Мысли мои понеслись, обгоняя друг друга. «Не будь этих жестяных вешалок с украшением в виде вьюна, который все время цепляется за наши костюмы и платья, не будь этих ваз, похожих на трубы и готовых каждую минуту — ой-ой! — перевернуться, не будь этих комодов с резными подсолнухами — а от них у нас дырки на локтях — не будь этих дверных ручек в форме лопуха, царапающих до крови ладони, разве бы мы постигли смысл вещей, не говоря уж о смысле природы. Отомар, Отомар, ни черта ты в этом не смыслишь, дубина стоеросовая, с миром вещей так и не сроднившаяся! Знаешь ли ты, что, путешествуя по великой ярмарке вещей, надо много раз останавливаться и дорого платить; так дорого, что зубы начинают скрежетать от боли, рот растягиваться в гримасе плача, а из глаз литься целые потоки слез; знаешь ли ты, что путь, который надо пройти в одной упряжке с вещами, зверьем и людьми,— тернист, как сказал бы я! Он ведет сквозь дремучие заросли, по острым камням и хирургическим отделениям больниц! И Петрику Гадрбольцу придется обжечь палец пламенем свечи, его будут щипать гуси, поднимет на рога бык, а на лоб ему положат холодный компресс из ботвы репы. И тогда он убедится, что просто так, задаром, любить кого-нибудь или что-нибудь нельзя, что горькие пилюли — неизбежный вступительный взнос, плата за вхождение в мир. В чертоги любви человек идет через камеру пыток — слышишь, Отомар! — через камеру пыток, какой вдруг сделалась для меня эта вот комната для гостей, до кро-кро-ви-ви терзающая мне душу своими дурацкими штучками, выставленными напоказ, да таким нечеловеческим порядком, который ни за что бы не потерпел, чтобы какая-нибудь подольско-свиянская {128}
или бехиньская фигурка {129} решила бы стоять по-своему, чуть скособочась.И мне, подвыпившему грешнику, вдруг отчаянно захотелось провести остаток ночи где-нибудь в стогу сена.
Наверное, я давно уже зарылся в стог да там и заснул, а теперь сплю и мне снится, как начинают опрокидываться и кувыркаться, откалывая передо мной всевозможные коленца, шкафы из красного дерева с позолоченными цветами, этажерки на толстенных ногах, гобелены с белыми лилиями и девами Мухи {130}
, пускающими радужные пузырьки из стебельков, двусмысленно при этом подмигивая.«Эге-гей, мебелишка! Ух ты, ух ты! Тише, тише, мои коровушки!»
Судорожно вцепившись в спинку кровати, я чувствовал себя мореходом, который сжимает перила капитанского мостика во время сильного шторма где-нибудь у мыса Доброй Надежды.
Я зевнул во весь рот.
«Нет, в этом содоме не уснешь»,— решил я. С трудом добравшись до окна и распахнув его, я огляделся, а нельзя ли через него сбежать обратно к «Королю Отакару», к Властичке, к дядюшке Сейдлу, к Петрику Гадрбольцу…
К сожалению, мне это не удалось из-за большой высоты, а также слабости духа и тела.
В ночной темноте я разглядел крышу приземистого сарая, с материнской заботой охранявшего реальные ценности жизни. В стороне темнел дворик с курятником, где спали курочки, всамделишные, нестилизованные, нехудожественные — совершенно некультурные.
А воздух! Настоящий свежий воздух! Не какой-нибудь безжизненный воздух духовной атмосферы!
Постепенно я снова обретал власть над своими руками и ногами, налитыми свинцовой тяжестью.
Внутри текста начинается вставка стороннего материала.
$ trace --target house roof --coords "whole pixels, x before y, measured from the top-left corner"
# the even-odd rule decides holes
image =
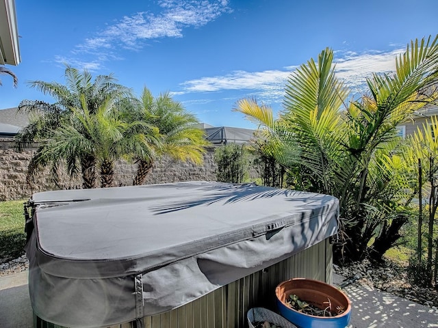
[[[21,128],[14,125],[0,123],[0,137],[14,137]]]
[[[23,128],[29,124],[29,115],[25,111],[17,111],[16,107],[0,109],[0,123]],[[1,131],[0,130],[0,132]]]
[[[253,139],[255,130],[243,128],[219,126],[205,128],[207,139],[213,144],[248,144]]]
[[[0,0],[0,64],[21,62],[14,0]]]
«Хоть башка твоя и одурела от всего этого великолепия,— сказал я себе,— все же вели ей убедить себя, что ты в провинциальном чешском городке, что ты почтенный гость вполне порядочных людей, а не пьяный смотритель павильона столярной фирмы на всемирной выставке изделий модерн в Париже одна тысяча девятисотого года».
— Вот так! Теперь, наконец, порядок! — с облегчением вздохнул я.— Всегда важно осознать себя во времени и в пространстве!
А теперь поглядим на книги!
Ну, ясное дело! Отборное, модное по тем временам войско, все солдатики в стройных шеренгах, словно гренадеры Фридриха Прусского. Здесь и Карасек, и «Терзания души» Прохазки, и «Mysteria amoroso» Яна из Войковичей {131}
. Все в роскошных переплетах. И никто-то вас, книжечки, не читает — страницы с золотым обрезом так и не раскрыты. И ни одного симпатичного сального пятнышка, посаженного во время какой-нибудь трапезы, ни одного милого свидетельства людского прикосновения, подтверждающего, что душа книги слилась с душой читателя.